How this will effect the federal budget is not hard to imagine -the deficit will balloon. After reading the other day that Congressman Delay had declared “victory” in the war to eliminate unnecessary federal spending and that the Congress had managed to pare down all the fat and remove it from the budget and really could not find any other additional areas in which to cut spending, the odds of Congress showing any additional fiscal restraint in this period of Katrina reconstruction and war abroad are minimal at best.

That leaves us with the somber reality that the fiscal position of the US is going to continue to deteriorate. More debt will be issued, meaning more supply of Treasuries will hit the market. In a free market, increasing supply tends to drive prices down unless demand increases enough to compensate for that increased supply.

In the case of Treasuries, additional issues or supply should tend to drive prices of bonds and notes down, moving interest rates in the opposite direction - namely up.

Up to now the biggest buyers of our Treasuries have been the Asian Central Banks who do so for what they consider their own best interests (i.e. keeping their currencies from appreciating against the dollar and thereby keeping their exports to the US competitive). The problem comes when we know that strong undercurrents exist that concern these banks with respect to holding too large a percentage of their reserves in dollars.

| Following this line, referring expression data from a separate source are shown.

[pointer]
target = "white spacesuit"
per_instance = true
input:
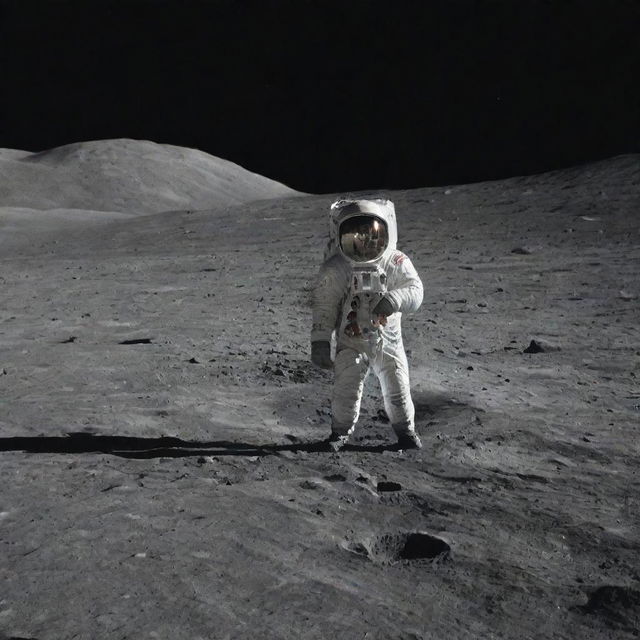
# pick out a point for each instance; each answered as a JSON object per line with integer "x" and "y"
{"x": 362, "y": 290}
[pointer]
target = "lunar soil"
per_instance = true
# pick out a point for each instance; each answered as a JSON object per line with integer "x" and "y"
{"x": 159, "y": 421}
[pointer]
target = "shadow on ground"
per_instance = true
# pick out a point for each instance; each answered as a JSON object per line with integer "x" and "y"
{"x": 163, "y": 447}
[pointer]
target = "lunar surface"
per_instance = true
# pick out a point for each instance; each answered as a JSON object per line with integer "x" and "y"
{"x": 159, "y": 415}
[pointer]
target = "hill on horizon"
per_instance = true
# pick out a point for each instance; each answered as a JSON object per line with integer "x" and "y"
{"x": 132, "y": 176}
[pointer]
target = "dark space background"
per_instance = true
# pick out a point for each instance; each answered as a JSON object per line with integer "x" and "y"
{"x": 327, "y": 96}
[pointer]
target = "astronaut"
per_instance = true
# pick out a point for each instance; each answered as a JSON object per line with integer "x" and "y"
{"x": 364, "y": 286}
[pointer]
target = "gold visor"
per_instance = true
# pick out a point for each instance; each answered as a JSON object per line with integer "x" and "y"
{"x": 363, "y": 238}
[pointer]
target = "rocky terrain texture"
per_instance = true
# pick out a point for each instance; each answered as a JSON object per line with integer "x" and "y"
{"x": 159, "y": 416}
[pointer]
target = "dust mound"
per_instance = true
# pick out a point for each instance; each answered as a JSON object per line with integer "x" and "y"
{"x": 122, "y": 175}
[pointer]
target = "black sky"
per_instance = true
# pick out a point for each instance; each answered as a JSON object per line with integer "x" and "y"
{"x": 329, "y": 96}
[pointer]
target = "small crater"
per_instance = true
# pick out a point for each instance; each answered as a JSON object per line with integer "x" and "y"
{"x": 618, "y": 606}
{"x": 390, "y": 548}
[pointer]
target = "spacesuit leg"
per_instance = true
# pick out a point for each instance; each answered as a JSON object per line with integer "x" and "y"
{"x": 350, "y": 370}
{"x": 392, "y": 370}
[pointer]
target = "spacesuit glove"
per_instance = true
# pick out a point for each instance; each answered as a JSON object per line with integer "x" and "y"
{"x": 321, "y": 354}
{"x": 383, "y": 308}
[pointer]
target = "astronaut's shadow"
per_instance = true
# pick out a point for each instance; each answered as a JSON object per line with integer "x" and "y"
{"x": 162, "y": 447}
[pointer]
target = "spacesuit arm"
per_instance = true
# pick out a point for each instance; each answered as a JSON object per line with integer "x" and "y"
{"x": 405, "y": 287}
{"x": 327, "y": 298}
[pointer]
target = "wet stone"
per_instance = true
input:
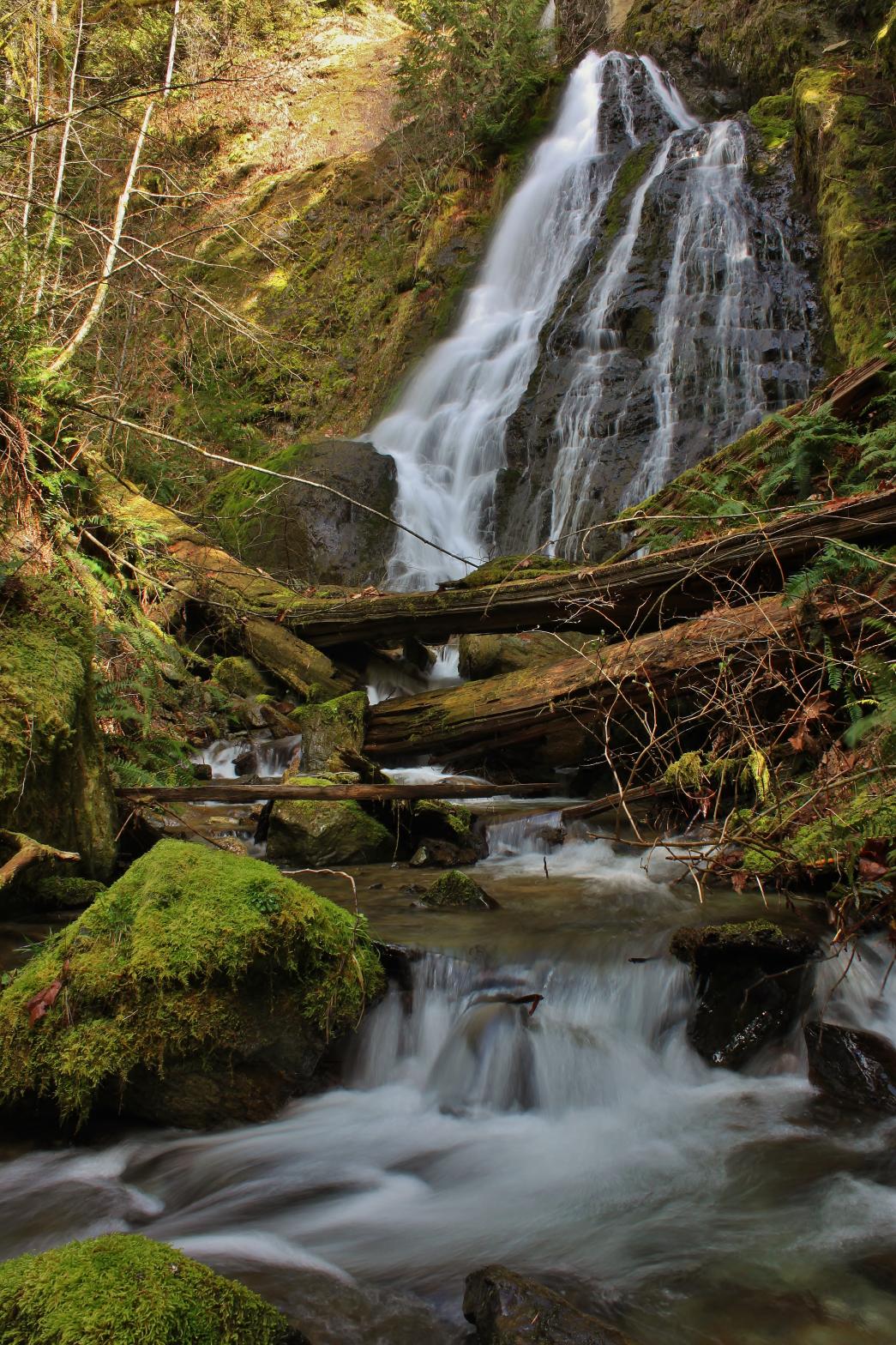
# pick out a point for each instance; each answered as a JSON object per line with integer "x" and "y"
{"x": 752, "y": 983}
{"x": 855, "y": 1068}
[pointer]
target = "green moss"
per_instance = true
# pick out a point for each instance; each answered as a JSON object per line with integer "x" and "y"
{"x": 773, "y": 120}
{"x": 627, "y": 179}
{"x": 514, "y": 568}
{"x": 316, "y": 833}
{"x": 845, "y": 156}
{"x": 153, "y": 971}
{"x": 241, "y": 677}
{"x": 456, "y": 890}
{"x": 128, "y": 1290}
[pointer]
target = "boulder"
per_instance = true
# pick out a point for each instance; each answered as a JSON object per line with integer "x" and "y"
{"x": 510, "y": 1309}
{"x": 300, "y": 534}
{"x": 54, "y": 784}
{"x": 314, "y": 834}
{"x": 853, "y": 1067}
{"x": 130, "y": 1290}
{"x": 458, "y": 890}
{"x": 333, "y": 733}
{"x": 752, "y": 983}
{"x": 200, "y": 989}
{"x": 444, "y": 833}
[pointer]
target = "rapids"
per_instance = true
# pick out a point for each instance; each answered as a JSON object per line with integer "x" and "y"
{"x": 586, "y": 1143}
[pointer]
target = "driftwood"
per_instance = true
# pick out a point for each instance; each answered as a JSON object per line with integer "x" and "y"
{"x": 227, "y": 793}
{"x": 627, "y": 596}
{"x": 27, "y": 852}
{"x": 529, "y": 706}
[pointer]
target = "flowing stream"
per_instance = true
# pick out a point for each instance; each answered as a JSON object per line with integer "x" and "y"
{"x": 586, "y": 1143}
{"x": 631, "y": 211}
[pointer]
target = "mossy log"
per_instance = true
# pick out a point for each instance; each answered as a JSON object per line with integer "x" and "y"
{"x": 631, "y": 594}
{"x": 532, "y": 706}
{"x": 225, "y": 791}
{"x": 244, "y": 601}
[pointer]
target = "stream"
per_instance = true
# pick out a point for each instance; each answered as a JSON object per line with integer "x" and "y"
{"x": 586, "y": 1145}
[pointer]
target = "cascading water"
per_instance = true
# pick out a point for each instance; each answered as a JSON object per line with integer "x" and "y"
{"x": 634, "y": 274}
{"x": 447, "y": 433}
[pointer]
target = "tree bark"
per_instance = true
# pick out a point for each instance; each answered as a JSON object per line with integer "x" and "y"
{"x": 529, "y": 706}
{"x": 229, "y": 793}
{"x": 630, "y": 596}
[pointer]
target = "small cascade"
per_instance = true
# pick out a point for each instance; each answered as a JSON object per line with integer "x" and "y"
{"x": 636, "y": 307}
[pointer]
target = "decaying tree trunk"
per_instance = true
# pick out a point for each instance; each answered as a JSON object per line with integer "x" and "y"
{"x": 529, "y": 706}
{"x": 245, "y": 603}
{"x": 628, "y": 596}
{"x": 227, "y": 793}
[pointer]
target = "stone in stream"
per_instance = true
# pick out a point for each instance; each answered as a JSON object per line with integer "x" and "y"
{"x": 200, "y": 990}
{"x": 852, "y": 1067}
{"x": 132, "y": 1290}
{"x": 321, "y": 834}
{"x": 458, "y": 890}
{"x": 510, "y": 1309}
{"x": 752, "y": 983}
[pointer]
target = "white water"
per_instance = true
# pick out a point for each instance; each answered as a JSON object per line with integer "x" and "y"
{"x": 716, "y": 323}
{"x": 447, "y": 432}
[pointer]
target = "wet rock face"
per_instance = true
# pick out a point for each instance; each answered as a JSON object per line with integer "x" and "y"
{"x": 508, "y": 1309}
{"x": 309, "y": 535}
{"x": 752, "y": 983}
{"x": 458, "y": 890}
{"x": 661, "y": 378}
{"x": 855, "y": 1068}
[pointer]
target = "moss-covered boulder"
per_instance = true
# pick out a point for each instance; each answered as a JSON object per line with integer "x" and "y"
{"x": 241, "y": 677}
{"x": 54, "y": 783}
{"x": 458, "y": 890}
{"x": 311, "y": 535}
{"x": 443, "y": 834}
{"x": 129, "y": 1290}
{"x": 752, "y": 982}
{"x": 200, "y": 989}
{"x": 333, "y": 733}
{"x": 316, "y": 834}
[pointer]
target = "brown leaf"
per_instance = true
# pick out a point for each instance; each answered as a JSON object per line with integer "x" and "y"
{"x": 45, "y": 999}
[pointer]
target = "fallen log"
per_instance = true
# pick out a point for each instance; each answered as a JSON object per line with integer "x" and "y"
{"x": 631, "y": 594}
{"x": 229, "y": 793}
{"x": 529, "y": 706}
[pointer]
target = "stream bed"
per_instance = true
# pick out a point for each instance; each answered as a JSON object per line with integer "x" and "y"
{"x": 586, "y": 1143}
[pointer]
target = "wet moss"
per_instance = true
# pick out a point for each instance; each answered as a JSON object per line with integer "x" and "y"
{"x": 127, "y": 1288}
{"x": 773, "y": 120}
{"x": 153, "y": 968}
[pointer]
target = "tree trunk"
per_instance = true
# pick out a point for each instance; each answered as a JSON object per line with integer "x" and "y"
{"x": 630, "y": 596}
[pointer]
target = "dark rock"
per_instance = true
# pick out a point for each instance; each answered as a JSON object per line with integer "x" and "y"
{"x": 508, "y": 1309}
{"x": 852, "y": 1067}
{"x": 458, "y": 890}
{"x": 752, "y": 983}
{"x": 310, "y": 535}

Remember what happened to the bond market some time ago when the word leaked out that both China and S. Korea were considering lightening up on their dollar holdings? Bonds dropped like a lead brick and the dollar followed on that news. The reaction was so swift and so severe that officials from both nations rushed to microphones to deny the story.

The net result of all this is that the US is repeating the exact process that produced stagflation that took hold in the late 70’s, sending gold soaring to heights that at the time very few foresaw. We could very well be witnessing the foundation for an exact repeat of that scenario.

We will need to keep a close eye on both the dollar and the bond market in the months ahead to see exactly how the current scenario will play itself out. But be warned : All the ingredients are now in place.